著作: [酒井 紀典]/[西良 浩一]/Hamada Daisuke/[東野 恒作]/[加藤 真介]/Takata Yoichiro/Shinomiya F/[安井 夏生]/Radiological features of lumbar spinal lesions in patients with rheumatoid arthritis with special reference to the changes around intervertebral discs./[The Spine Journal]
(英) Radiological features of lumbar spinal lesions in patients with rheumatoid arthritis with special reference to the changes around intervertebral discs.

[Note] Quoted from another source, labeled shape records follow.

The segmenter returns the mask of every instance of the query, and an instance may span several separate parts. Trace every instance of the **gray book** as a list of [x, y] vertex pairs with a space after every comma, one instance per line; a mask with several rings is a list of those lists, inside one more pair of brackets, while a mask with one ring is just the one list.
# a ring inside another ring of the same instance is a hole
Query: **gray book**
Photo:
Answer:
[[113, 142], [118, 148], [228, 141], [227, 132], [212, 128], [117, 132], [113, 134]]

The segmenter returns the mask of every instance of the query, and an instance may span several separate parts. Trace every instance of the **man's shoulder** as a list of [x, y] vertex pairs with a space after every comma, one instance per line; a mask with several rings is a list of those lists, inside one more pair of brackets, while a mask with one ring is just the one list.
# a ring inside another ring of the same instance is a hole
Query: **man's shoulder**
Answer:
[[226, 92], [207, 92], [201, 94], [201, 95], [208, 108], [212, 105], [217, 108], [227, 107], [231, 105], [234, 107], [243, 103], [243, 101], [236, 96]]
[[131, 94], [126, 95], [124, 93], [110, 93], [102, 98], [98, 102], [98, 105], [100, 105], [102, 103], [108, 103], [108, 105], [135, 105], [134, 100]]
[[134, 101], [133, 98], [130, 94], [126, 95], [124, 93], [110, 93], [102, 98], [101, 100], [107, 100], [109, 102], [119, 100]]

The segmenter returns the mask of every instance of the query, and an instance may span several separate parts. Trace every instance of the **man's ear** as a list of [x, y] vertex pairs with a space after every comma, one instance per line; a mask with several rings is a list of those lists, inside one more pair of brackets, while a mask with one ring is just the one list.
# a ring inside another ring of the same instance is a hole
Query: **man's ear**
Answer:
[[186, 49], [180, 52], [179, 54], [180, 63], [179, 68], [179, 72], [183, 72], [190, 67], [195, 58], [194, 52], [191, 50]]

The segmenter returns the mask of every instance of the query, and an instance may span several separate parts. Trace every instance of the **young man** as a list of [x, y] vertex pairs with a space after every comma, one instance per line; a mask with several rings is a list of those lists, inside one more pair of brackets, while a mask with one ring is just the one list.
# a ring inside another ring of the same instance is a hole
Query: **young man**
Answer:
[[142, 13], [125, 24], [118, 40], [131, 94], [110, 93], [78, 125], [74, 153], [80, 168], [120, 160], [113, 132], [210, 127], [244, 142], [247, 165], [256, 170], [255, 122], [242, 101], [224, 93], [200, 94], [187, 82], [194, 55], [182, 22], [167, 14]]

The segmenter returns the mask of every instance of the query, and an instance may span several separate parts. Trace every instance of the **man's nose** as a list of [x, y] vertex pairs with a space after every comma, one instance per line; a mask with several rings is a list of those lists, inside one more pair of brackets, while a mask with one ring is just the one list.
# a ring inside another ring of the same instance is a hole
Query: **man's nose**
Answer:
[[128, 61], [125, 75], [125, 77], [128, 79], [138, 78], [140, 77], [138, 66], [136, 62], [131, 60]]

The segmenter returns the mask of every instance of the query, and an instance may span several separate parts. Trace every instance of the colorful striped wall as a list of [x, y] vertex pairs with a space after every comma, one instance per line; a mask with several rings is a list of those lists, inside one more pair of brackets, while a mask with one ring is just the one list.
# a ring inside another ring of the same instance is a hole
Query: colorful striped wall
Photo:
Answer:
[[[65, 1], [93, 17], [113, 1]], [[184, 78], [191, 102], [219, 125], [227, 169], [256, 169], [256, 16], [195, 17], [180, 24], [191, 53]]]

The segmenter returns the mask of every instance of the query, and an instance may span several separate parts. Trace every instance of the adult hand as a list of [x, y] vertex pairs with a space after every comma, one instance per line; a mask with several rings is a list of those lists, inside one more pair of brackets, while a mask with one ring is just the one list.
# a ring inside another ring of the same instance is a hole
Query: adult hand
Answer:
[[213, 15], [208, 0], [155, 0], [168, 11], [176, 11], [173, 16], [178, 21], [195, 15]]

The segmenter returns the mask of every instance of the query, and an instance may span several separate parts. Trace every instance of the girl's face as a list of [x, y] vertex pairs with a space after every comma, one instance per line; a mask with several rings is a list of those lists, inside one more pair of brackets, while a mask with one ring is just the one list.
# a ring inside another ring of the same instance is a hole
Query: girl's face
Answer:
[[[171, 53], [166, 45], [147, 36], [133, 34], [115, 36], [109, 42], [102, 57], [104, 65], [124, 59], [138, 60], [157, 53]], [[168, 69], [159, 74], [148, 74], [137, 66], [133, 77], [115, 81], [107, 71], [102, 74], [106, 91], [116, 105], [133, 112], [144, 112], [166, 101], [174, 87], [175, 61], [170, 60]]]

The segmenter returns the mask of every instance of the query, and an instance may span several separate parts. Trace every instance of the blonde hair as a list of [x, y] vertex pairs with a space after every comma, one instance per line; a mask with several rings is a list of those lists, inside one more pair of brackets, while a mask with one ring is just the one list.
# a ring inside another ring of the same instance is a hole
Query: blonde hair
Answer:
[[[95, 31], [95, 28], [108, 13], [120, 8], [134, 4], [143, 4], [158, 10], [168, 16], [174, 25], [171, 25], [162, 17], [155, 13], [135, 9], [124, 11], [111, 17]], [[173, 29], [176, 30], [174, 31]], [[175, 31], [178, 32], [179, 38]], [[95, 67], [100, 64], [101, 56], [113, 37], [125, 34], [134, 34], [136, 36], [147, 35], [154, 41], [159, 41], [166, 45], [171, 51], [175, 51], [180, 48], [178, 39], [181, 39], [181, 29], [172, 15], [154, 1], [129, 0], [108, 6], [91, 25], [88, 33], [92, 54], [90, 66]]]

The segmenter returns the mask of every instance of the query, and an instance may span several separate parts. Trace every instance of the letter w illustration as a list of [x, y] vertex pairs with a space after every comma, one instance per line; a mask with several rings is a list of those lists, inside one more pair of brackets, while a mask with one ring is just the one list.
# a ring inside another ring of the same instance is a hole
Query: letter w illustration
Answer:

(英) Compared with the cervical spine, little attention has been paid to rheumatoid arthritis (RA)-related lumbar disorders. Only a few articles have described the status of the lumbar spine affected by RA based on plain X-ray films and magnetic resonance imaging (MRI). To describe the features and prevalence of radiological changes of the lumbar spine of patients with RA and to clarify the correlations of such features with disease activity. Transverse radiological study. We radiographically examined 104 patients with RA whose age ranged from 21 to 78 years (mean, 51.0). In each, the duration of RA exceeded 10 years (mean, 17.7 years). Clinical outcomes included Ochi's classification, Lansbury index, C-reactive protein (CRP) (mg/dL), rheumatoid factor (RF) (U/mL), and platelet (count/mm). Radiological outcomes included radiography and MRI. One hundred four RA patients were included in this study regardless of the presence/absence of low back pain. We examined discs from L1-2 to L5-S, including endplates, in each patient on plain X-ray films and magnetic resonance images and used a comprehensive grading system to evaluate each feature of the lumbar spine affected by RA based on the present findings and published reports. The correlations of these radiological features with RA activity and Ochi's classification were examined. To quantify disease activity, we determined the Lansbury index, serum CRP (mg/dL), RF (U/mL), and platelet count (count/mm) at the time of radiological examinations. Of the 104 patients, 47 (45.2%) exhibited a lumbar lesion. There were two types of lumbar disc lesions related to RA: disc narrowing and disc ballooning. The Lansbury index of patients with the most severe lesions was significantly higher than that of patients with less severe lesions (p<.01). The frequency of lumbar involvement also increased as the number of affected peripheral joints increased, and Ochi's classification appeared to be useful in predicting the occurrence of lumbar lesions. Of 104 patients, 47 (45.2%) exhibited abnormalities on X-ray films and MRI. There were two types of disorders, disc narrowing and disc ballooning. Both the Lansbury index and Ochi's classification reflected the severity of lumbar lesions in RA patients.